Paradise lost: The Weather Station’s Tamara Lindeman
Paradise lost: The Weather Station’s Tamara Lindeman reckons with the ecological crisis on ‘Ignorance’ © Jeff Bierk

Tamara Lindeman of The Weather Station was an actor until her late twenties, having started as a teenager with a role in a Canadian family TV movie in 1999. Her work as a singer-songwriter initially overlapped with her acting, but has since become her sole focus. “I used to be an actor, now I’m a performer,” she announces with the release of her fourth album as The Weather Station. Its songs make clear what the Toronto-based musician means. Ignorance is a consummate act of musical performance, a fully expressed and thought-through set of recordings.

The album takes up the challenge that the novelist Amitav Ghosh posed in his 2016 book The Great Derangement. Ghosh argues that the climate crisis “is also a crisis of culture, and thus of the imagination”, which must be addressed by writers and artists. The alternative is a deliberate state of unawareness, as Ignorance sinuously illustrates.

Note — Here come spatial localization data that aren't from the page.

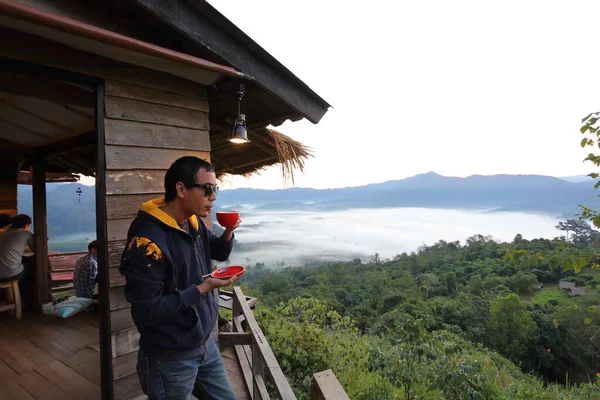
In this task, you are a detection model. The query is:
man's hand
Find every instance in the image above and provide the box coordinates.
[197,270,246,294]
[221,216,242,241]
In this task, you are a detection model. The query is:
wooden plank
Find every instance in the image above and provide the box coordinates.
[15,370,70,400]
[114,371,143,400]
[59,347,102,387]
[36,360,100,400]
[0,381,36,400]
[107,218,134,242]
[0,326,54,367]
[219,332,252,347]
[109,240,127,267]
[0,200,16,209]
[0,187,17,196]
[79,310,100,328]
[46,319,95,350]
[0,335,38,374]
[112,351,138,380]
[111,307,136,333]
[63,315,100,341]
[19,319,84,354]
[233,287,296,399]
[105,119,210,151]
[234,345,254,399]
[233,315,254,397]
[105,145,210,170]
[106,81,209,112]
[106,169,166,195]
[111,328,140,358]
[106,194,151,220]
[110,286,130,311]
[0,358,18,380]
[0,30,208,99]
[311,370,350,400]
[220,349,251,400]
[7,320,74,361]
[254,374,271,400]
[105,96,210,130]
[110,265,126,287]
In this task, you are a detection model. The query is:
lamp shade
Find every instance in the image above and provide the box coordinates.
[228,114,250,144]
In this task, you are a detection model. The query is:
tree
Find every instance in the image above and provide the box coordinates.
[555,219,598,246]
[580,112,600,228]
[486,293,537,362]
[444,271,457,294]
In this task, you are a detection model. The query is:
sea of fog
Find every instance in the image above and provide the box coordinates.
[219,207,562,268]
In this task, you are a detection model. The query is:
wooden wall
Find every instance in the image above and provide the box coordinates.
[0,162,18,216]
[103,80,212,400]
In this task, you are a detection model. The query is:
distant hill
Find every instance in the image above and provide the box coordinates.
[16,173,600,238]
[219,172,598,217]
[559,174,593,183]
[18,183,96,238]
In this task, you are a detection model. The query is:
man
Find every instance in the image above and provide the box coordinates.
[0,214,35,305]
[120,156,243,400]
[0,213,12,231]
[73,240,98,298]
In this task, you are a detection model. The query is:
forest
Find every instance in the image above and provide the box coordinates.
[230,219,600,399]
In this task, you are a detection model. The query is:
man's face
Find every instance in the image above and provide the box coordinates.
[181,168,217,218]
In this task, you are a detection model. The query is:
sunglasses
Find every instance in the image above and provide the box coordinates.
[186,183,219,197]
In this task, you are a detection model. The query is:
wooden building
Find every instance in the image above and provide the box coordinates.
[0,1,345,399]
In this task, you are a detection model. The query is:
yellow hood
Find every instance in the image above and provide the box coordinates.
[141,198,199,233]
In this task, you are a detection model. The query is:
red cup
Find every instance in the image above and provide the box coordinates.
[216,211,240,228]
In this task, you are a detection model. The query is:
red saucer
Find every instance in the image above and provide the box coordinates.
[211,265,245,279]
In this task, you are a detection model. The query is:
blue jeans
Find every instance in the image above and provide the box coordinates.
[137,338,236,400]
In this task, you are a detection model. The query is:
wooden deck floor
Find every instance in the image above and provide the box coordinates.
[0,311,250,400]
[0,310,101,400]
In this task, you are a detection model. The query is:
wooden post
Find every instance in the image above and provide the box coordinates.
[311,370,350,400]
[0,162,17,216]
[32,147,50,313]
[252,333,266,400]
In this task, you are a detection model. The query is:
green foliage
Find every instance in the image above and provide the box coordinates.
[244,233,600,395]
[487,293,537,362]
[255,296,600,400]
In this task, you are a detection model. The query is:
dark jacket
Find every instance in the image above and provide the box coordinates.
[119,198,233,362]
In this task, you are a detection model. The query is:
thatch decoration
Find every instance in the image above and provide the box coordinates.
[265,128,312,186]
[212,127,312,186]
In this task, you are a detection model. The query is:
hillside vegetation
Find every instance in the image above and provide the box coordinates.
[235,232,600,399]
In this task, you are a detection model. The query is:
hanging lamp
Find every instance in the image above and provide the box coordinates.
[228,83,250,144]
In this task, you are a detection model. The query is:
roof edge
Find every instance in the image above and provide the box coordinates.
[0,0,246,79]
[133,0,331,124]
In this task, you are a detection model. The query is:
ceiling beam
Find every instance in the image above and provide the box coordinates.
[0,71,95,108]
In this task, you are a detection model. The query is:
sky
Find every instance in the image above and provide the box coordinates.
[77,1,600,190]
[204,0,600,190]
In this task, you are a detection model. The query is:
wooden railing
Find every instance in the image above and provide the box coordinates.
[219,286,296,399]
[218,287,350,400]
[311,370,350,400]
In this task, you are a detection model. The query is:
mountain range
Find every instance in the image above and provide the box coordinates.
[217,172,598,216]
[15,172,599,237]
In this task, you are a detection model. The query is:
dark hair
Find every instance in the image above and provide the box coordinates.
[88,240,97,252]
[164,156,214,202]
[0,213,12,229]
[11,214,31,229]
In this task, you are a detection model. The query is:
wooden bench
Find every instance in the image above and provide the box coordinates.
[0,280,22,320]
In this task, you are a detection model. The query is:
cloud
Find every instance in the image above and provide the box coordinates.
[220,207,560,268]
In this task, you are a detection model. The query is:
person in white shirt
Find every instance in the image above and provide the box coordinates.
[0,214,35,307]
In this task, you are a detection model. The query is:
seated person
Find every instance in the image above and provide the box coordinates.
[0,213,12,231]
[73,240,98,299]
[0,214,35,305]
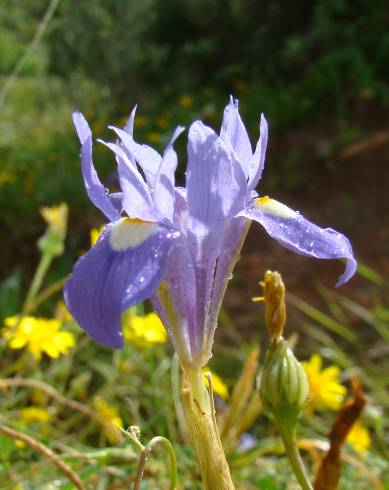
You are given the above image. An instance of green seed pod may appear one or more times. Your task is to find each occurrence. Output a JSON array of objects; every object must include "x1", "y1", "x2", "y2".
[{"x1": 260, "y1": 338, "x2": 309, "y2": 427}]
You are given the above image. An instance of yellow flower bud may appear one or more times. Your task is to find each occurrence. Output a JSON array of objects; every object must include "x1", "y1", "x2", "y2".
[
  {"x1": 38, "y1": 203, "x2": 68, "y2": 257},
  {"x1": 253, "y1": 270, "x2": 286, "y2": 341}
]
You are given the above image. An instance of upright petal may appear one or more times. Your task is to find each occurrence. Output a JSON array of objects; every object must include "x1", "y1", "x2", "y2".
[
  {"x1": 117, "y1": 156, "x2": 157, "y2": 222},
  {"x1": 239, "y1": 197, "x2": 356, "y2": 286},
  {"x1": 64, "y1": 218, "x2": 178, "y2": 348},
  {"x1": 220, "y1": 97, "x2": 252, "y2": 178},
  {"x1": 72, "y1": 112, "x2": 121, "y2": 222},
  {"x1": 186, "y1": 121, "x2": 246, "y2": 235},
  {"x1": 205, "y1": 217, "x2": 251, "y2": 356},
  {"x1": 153, "y1": 126, "x2": 185, "y2": 222},
  {"x1": 108, "y1": 126, "x2": 161, "y2": 188},
  {"x1": 98, "y1": 139, "x2": 135, "y2": 168},
  {"x1": 98, "y1": 139, "x2": 156, "y2": 221},
  {"x1": 122, "y1": 105, "x2": 137, "y2": 136},
  {"x1": 248, "y1": 114, "x2": 268, "y2": 190}
]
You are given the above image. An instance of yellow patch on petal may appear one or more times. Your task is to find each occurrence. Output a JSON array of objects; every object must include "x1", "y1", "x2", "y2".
[
  {"x1": 255, "y1": 196, "x2": 297, "y2": 219},
  {"x1": 109, "y1": 217, "x2": 157, "y2": 251}
]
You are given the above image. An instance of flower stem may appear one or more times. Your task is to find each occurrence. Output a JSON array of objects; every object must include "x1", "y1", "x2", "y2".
[
  {"x1": 23, "y1": 252, "x2": 53, "y2": 314},
  {"x1": 133, "y1": 436, "x2": 177, "y2": 490},
  {"x1": 279, "y1": 424, "x2": 313, "y2": 490},
  {"x1": 181, "y1": 367, "x2": 235, "y2": 490}
]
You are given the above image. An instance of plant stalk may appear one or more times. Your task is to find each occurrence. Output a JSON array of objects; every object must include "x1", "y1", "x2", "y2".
[
  {"x1": 181, "y1": 367, "x2": 235, "y2": 490},
  {"x1": 279, "y1": 425, "x2": 313, "y2": 490},
  {"x1": 133, "y1": 436, "x2": 177, "y2": 490},
  {"x1": 23, "y1": 252, "x2": 53, "y2": 314}
]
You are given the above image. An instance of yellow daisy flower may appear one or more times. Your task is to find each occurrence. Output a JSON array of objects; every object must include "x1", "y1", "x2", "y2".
[
  {"x1": 4, "y1": 316, "x2": 75, "y2": 361},
  {"x1": 203, "y1": 369, "x2": 229, "y2": 400},
  {"x1": 123, "y1": 312, "x2": 167, "y2": 346},
  {"x1": 347, "y1": 420, "x2": 371, "y2": 453},
  {"x1": 302, "y1": 354, "x2": 346, "y2": 412},
  {"x1": 20, "y1": 407, "x2": 52, "y2": 423},
  {"x1": 93, "y1": 397, "x2": 123, "y2": 444}
]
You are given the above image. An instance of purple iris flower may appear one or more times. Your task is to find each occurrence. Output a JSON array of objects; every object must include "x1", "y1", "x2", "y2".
[{"x1": 65, "y1": 98, "x2": 356, "y2": 368}]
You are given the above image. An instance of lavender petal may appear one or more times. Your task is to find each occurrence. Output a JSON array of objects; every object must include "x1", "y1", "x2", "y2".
[
  {"x1": 186, "y1": 120, "x2": 246, "y2": 234},
  {"x1": 153, "y1": 126, "x2": 185, "y2": 222},
  {"x1": 220, "y1": 97, "x2": 252, "y2": 178},
  {"x1": 247, "y1": 114, "x2": 268, "y2": 191},
  {"x1": 240, "y1": 197, "x2": 357, "y2": 286},
  {"x1": 64, "y1": 220, "x2": 177, "y2": 348},
  {"x1": 72, "y1": 112, "x2": 120, "y2": 222}
]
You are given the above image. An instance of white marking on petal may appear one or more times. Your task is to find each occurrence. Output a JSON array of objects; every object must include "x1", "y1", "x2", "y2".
[
  {"x1": 255, "y1": 197, "x2": 298, "y2": 219},
  {"x1": 109, "y1": 218, "x2": 158, "y2": 251}
]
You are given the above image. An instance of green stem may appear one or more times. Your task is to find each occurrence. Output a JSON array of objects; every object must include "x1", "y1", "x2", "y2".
[
  {"x1": 23, "y1": 252, "x2": 53, "y2": 314},
  {"x1": 182, "y1": 367, "x2": 235, "y2": 490},
  {"x1": 279, "y1": 425, "x2": 313, "y2": 490},
  {"x1": 0, "y1": 0, "x2": 61, "y2": 109},
  {"x1": 25, "y1": 276, "x2": 67, "y2": 314},
  {"x1": 133, "y1": 436, "x2": 177, "y2": 490}
]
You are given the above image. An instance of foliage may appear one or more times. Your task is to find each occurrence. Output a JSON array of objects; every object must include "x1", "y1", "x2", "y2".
[{"x1": 1, "y1": 0, "x2": 389, "y2": 277}]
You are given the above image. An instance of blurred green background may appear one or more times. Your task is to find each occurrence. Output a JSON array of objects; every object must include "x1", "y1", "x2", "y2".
[{"x1": 1, "y1": 0, "x2": 389, "y2": 298}]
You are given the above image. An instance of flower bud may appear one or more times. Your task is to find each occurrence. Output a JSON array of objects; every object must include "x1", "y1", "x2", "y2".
[
  {"x1": 260, "y1": 338, "x2": 309, "y2": 426},
  {"x1": 253, "y1": 270, "x2": 286, "y2": 341},
  {"x1": 38, "y1": 203, "x2": 68, "y2": 257}
]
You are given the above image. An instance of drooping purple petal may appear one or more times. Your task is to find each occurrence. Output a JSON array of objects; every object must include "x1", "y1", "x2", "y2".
[
  {"x1": 220, "y1": 97, "x2": 252, "y2": 178},
  {"x1": 72, "y1": 112, "x2": 121, "y2": 222},
  {"x1": 64, "y1": 219, "x2": 178, "y2": 348},
  {"x1": 186, "y1": 121, "x2": 247, "y2": 235},
  {"x1": 153, "y1": 126, "x2": 185, "y2": 222},
  {"x1": 248, "y1": 114, "x2": 268, "y2": 191},
  {"x1": 239, "y1": 197, "x2": 357, "y2": 286}
]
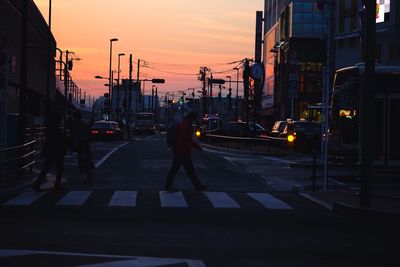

Its songs tell stories of not knowing or trying not to know. Some are clearly linked to climate change, like the sunset that Lindeman tries to enjoy in “Atlantic”, which triggers unwanted thoughts of environmental ruin. “Does it matter if I see it?” she sings. “No really, can I not just cover my eyes?” In “Tried to Tell You”, the ignorance is embodied by a person who fails to realise they love someone. Natural imagery — “endless rain”, “the river inside”, “a tree in a city park” — links the individual to a larger ecological network of relationships.

The music is more expansive than Lindeman’s previous Weather Station outings. Her first two albums, 2011’s All of It Was Mine and 2015’s Loyalty, were sparsely arranged acoustic affairs, a classic singer-songwriter setting for a voice that drew comparisons to her compatriot Joni Mitchell. For 2017’s impressive The Weather Station, she developed a more band-based sound. Ignorance takes the process to the next level with the addition of strings and sax arrangements and multiple percussionists.

“Robber” kick-starts the album with an adventurous jazz-rock groove and allegorical verses about the theft of shared resources. Stuttering percussion points to another kind of robber, time. “Loss” has the widescreen feel of a War on Drugs song, with epiphanic chords and a motorik drum beat. The song hinges on a quote from a climate activist friend of Lindeman’s: “At some point you’d have to live as if the truth was true.”

Album cover of ‘Ignorance’ by The Weather Station

Lyrics move skilfully between small details and a larger viewpoint, like the stray glimpse of a bird that triggers a powerful feeling of grief in “Parking Lot”. The instrumentation shares a similar sense of focus and space. There is a lot of musical action, but the songs do not come across as cluttered or overbusy. The profusion of elements shares a common purpose.

Lindeman’s vocals are close-recorded, but they do not overwhelm their surroundings. Her rising and falling voice seems to follow its own course, intriguingly pitched between a husky lower register and higher tones. Her singing seems to coexist with the musical arrangements rather than try to dominate or merge into them.

The ecological theme spreads throughout the album, neither too didactic nor too cryptic. “This is what the songs are for,” Lindeman sings at one point. “This is the dirt beneath the floor.” Our faces are not pushed into the dirt by her music, but nor are we allowed to look away.